L’Irak, comme de nombreux pays, est un endroit où les votes sont non seulement comptés, mais pesés et interprétés. Il n’est donc pas étonnant qu’il y ait eu des récriminations retentissantes à la suite des élections du 10 octobre – car un bouleversement politique majeur s’est produit.
La coalition al-Sairoun (En marche) de Moqtada al-Sadr est devenue le principal bloc politique avec 74 sièges, obtenant ainsi le privilège de désigner le prochain Premier ministre.
Le religieux « possède » près de la moitié des 165 députés nécessaires pour obtenir un vote de confiance au Parlement (329 membres) et faire approuver un gouvernement.
Les principaux partis sunnites dirigés par le président du Parlement Mohamed al-Halbousi ont obtenu 34 sièges et l’homme d’affaires Khamis al-Khanjar, 15.
En ce qui concerne les Kurdes, le Parti démocratique kurde (PDK) de Massoud Barzani est passé de 25 à 33 sièges, augmentant ses chances de désigner un nouveau président de la République pour remplacer le président sortant Barham Saleh.
La liste État de droit de l’ancien Premier ministre Nouri al-Maliki a gagné des députés (de 25 à 35), devenant une personne d’influence dans le marchandage qui va suivre.

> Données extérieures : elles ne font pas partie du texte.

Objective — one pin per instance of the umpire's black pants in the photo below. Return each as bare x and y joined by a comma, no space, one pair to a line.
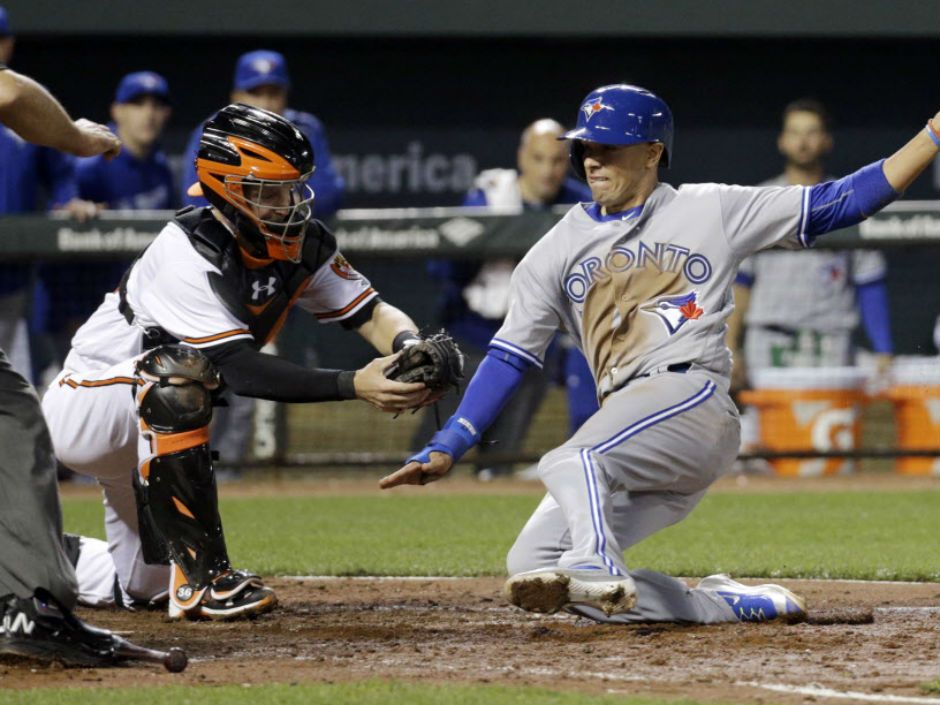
31,553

Cependant, le plus grand choc a été l’effondrement du parti pro-iranien du bloc Fatah, dirigé par Hadi al-Amiri, qui est passé de 60 à 17 sièges.
Vides politiques
Sans surprise, les partis pro-iraniens ont crié au scandale. Ils ont affirmé que des fraudes avaient eu lieu et organisé des manifestations. Mais il est peu probable que le recomptage en cours modifie considérablement le résultat. Ils doivent accepter un message évident de l’électorat : ce vote est un rejet majeur ou un reproche.
Il n’y a tout simplement pas d’autre façon d’interpréter les chiffres.
Mais c’est une question distincte de la dure réalité du rituel politique irakien qui s’ensuit, la formation d’un gouvernement. Si l’on s’en tient à l’expérience, cela pourrait durer des mois et le résultat pourrait être bien éloigné de la volonté populaire exprimée en octobre.
Les vides politiques créent de l’instabilité, comme l’a montré l’attaque par drone contre la résidence du Premier ministre sortant Moustafa al-Kazimi début novembre. On ne sait toujours pas qui était derrière cette attaque.
Bien que les têtes se tournent vers les milices pro-iraniennes, la plupart d’entre elles dénoncent une attaque « stupide et non calculée », qui a causé beaucoup de tort aux factions chiites elles-mêmes.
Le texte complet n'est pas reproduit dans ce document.